In information theory, entropy is the numerical measure of the amount of information or uncertainty in a random variable. More precisely, the entropy of a random variable is the average value (mathematical expectation) of the amount of information obtained from its observation. To use the IOE, a decision matrix must first be created [38,39]. The decision matrix contains information that entropy uses as a measure for evaluating and calculating the entropy matrix and the total weight of the factors. The values of W_j and H_i are the coefficients of spring potential. First, the existing information content of the decision matrix is calculated (Equation (4)):

P_{i, j} = \frac{r_{i, j}}{\sum_{i = 1}^{m} r_{i, j}}

(4)

Then, E_j, the entropy value, is calculated (Equation (5)):

E_{j} = - K \sum_{i = 1}^{n} p_{i, j}

(5)

where K is a constant and M is the number of springs. After creating the division matrix and obtaining E_j, the value of V_j is determined (Equation (6)):

V_{j} = 1 - E_{j}

(6)

where V_j is the degree of deviation of uncertainty. Then, the weight of all factors (W_j) is calculated (Equation (7)):

W_{j} = \frac{V_{j}}{\sum_{j = 1}^{m} V_{J}}

(7)

2.3.2. Support Vector Machines (SVMs)

The original SVM algorithm was developed by Vladimir Vapnik in 1963 and was generalized to a nonlinear mode by Vapnik and Corinna Cortes in 1995 [40]. SVM is a supervised learning method for classification and regression. SVM performs well compared to older classification methods such as perceptron neural networks. The SVM classifier is based on linear classification of data, in which it chooses the line with the greatest margin of confidence. Solving the optimal line equation for data is carried out by quadratic programming (QP) methods, which are used for solving constrained problems [41].

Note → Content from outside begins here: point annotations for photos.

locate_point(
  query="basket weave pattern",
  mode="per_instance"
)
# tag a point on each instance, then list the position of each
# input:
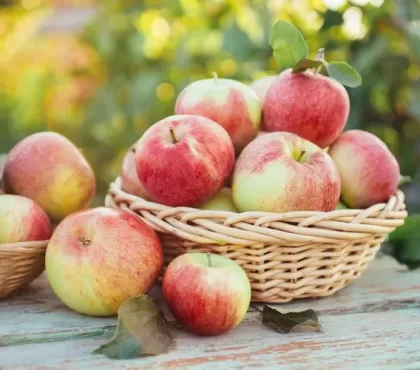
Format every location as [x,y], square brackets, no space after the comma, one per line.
[20,264]
[286,255]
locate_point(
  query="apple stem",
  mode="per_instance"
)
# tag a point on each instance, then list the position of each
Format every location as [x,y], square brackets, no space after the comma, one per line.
[85,242]
[215,77]
[302,153]
[171,130]
[320,55]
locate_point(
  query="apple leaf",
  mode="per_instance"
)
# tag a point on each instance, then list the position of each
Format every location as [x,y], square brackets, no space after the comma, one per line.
[142,330]
[306,63]
[286,322]
[289,46]
[344,73]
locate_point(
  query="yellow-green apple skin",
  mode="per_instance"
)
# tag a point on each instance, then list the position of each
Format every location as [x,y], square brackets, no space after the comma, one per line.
[261,86]
[22,220]
[280,172]
[130,182]
[48,168]
[97,258]
[230,103]
[369,171]
[221,202]
[208,294]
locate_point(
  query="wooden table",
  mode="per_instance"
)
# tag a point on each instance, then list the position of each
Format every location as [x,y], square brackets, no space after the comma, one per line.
[374,323]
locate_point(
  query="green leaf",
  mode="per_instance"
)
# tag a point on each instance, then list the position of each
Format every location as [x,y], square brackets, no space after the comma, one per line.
[288,44]
[286,322]
[344,73]
[306,63]
[142,330]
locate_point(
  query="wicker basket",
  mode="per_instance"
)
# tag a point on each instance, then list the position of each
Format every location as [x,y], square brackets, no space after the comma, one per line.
[20,263]
[285,256]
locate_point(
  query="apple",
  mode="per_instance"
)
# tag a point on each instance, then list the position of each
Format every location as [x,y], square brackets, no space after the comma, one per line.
[184,160]
[51,170]
[22,220]
[261,86]
[369,171]
[312,106]
[230,103]
[99,257]
[280,172]
[221,202]
[130,182]
[208,294]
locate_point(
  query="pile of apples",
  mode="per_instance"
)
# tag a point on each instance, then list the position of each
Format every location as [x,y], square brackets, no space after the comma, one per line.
[277,145]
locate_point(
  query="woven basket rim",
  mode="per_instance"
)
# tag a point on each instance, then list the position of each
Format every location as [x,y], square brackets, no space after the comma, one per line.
[248,228]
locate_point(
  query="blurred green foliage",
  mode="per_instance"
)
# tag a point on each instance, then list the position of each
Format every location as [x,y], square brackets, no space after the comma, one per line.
[103,87]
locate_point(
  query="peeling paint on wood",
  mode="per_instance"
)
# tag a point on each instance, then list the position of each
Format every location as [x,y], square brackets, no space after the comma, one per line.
[374,323]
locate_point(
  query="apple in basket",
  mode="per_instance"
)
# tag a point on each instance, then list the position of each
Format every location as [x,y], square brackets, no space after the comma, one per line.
[369,172]
[51,170]
[280,172]
[315,107]
[22,220]
[184,160]
[230,103]
[208,294]
[97,258]
[261,86]
[130,182]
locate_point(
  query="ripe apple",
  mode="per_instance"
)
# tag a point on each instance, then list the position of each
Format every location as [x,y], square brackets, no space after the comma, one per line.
[230,103]
[184,160]
[280,172]
[22,220]
[99,257]
[221,202]
[261,86]
[208,294]
[130,182]
[50,169]
[314,107]
[369,171]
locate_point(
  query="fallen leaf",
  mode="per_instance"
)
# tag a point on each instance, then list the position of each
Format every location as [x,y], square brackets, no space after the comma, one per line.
[142,330]
[286,322]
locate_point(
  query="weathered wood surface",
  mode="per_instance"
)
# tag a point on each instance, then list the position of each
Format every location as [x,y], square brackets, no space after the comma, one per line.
[372,324]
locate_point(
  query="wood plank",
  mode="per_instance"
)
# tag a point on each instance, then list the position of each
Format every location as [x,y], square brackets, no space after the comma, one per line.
[374,340]
[386,285]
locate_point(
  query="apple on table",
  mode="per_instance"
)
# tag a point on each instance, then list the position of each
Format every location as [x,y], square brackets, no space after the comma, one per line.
[22,220]
[97,258]
[49,169]
[208,294]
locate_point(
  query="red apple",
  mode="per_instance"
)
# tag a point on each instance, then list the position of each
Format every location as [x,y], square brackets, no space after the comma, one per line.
[184,160]
[369,171]
[314,107]
[280,172]
[97,258]
[208,294]
[130,182]
[261,86]
[22,220]
[51,170]
[230,103]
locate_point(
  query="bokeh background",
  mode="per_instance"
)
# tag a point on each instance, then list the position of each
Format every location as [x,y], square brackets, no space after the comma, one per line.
[101,72]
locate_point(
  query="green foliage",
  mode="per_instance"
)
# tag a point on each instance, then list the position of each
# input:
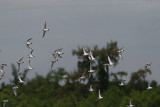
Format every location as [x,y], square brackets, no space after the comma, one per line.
[53,91]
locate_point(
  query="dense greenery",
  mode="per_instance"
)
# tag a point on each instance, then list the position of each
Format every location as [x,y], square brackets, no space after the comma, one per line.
[53,91]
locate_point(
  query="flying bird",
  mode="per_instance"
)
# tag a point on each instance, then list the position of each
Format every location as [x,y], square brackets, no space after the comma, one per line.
[14,90]
[19,63]
[149,87]
[130,103]
[65,76]
[120,53]
[90,56]
[82,77]
[30,55]
[84,52]
[90,88]
[90,69]
[4,102]
[54,60]
[99,95]
[29,65]
[20,80]
[45,29]
[147,65]
[28,43]
[2,66]
[122,83]
[2,76]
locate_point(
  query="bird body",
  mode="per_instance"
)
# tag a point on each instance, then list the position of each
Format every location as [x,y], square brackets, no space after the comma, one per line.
[90,88]
[84,52]
[99,95]
[14,90]
[122,83]
[45,29]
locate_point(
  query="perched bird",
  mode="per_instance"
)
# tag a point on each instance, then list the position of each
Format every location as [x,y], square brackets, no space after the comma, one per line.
[99,95]
[4,102]
[2,66]
[90,56]
[120,53]
[122,83]
[84,52]
[29,65]
[20,80]
[149,87]
[130,103]
[45,29]
[90,88]
[14,90]
[19,63]
[30,55]
[28,43]
[54,60]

To convert data, SVM uses a kernel trick technique to find the optimal boundary between outputs. In simple terms, it performs complex conversions and then determines how to separate the data based on defined tags or outputs. This model has been used widely for classification problems. Because its effectiveness for solving various problems, SVM’s popularity can be compared to the popularity of neural networks over the last decade. Other methods, such as decision trees, are not easily used for similar problems [3].

To map the groundwater potential, three SVM model kernels were used: Radial base function (RBF), sigmoid (SIG), and linear (LN). The mathematical representation of each is as follows:

R B F : k (x_{i}, y_{i}) = (- γ ∥ X_{i} - X_{j} ∥), γ > 0

(8)

S i g m o i d : k (x_{i}, y_{i}) = \tan h (γ X_{i}^{T} X_{j} + r)

(9)

L i n e a r : k (x_{i}, y_{i}) = X_{i}^{T} X_{j}

(10)

where k (x_i, y_i) is the kernel function;

γ

is the gamma term in the kernel function for the RBF and sigmoid kernels; r is the bias term in the sigmoid kernel;

γ

, d, and r are user-controlled parameters—their values can significantly increase the accuracies of SVM solutions.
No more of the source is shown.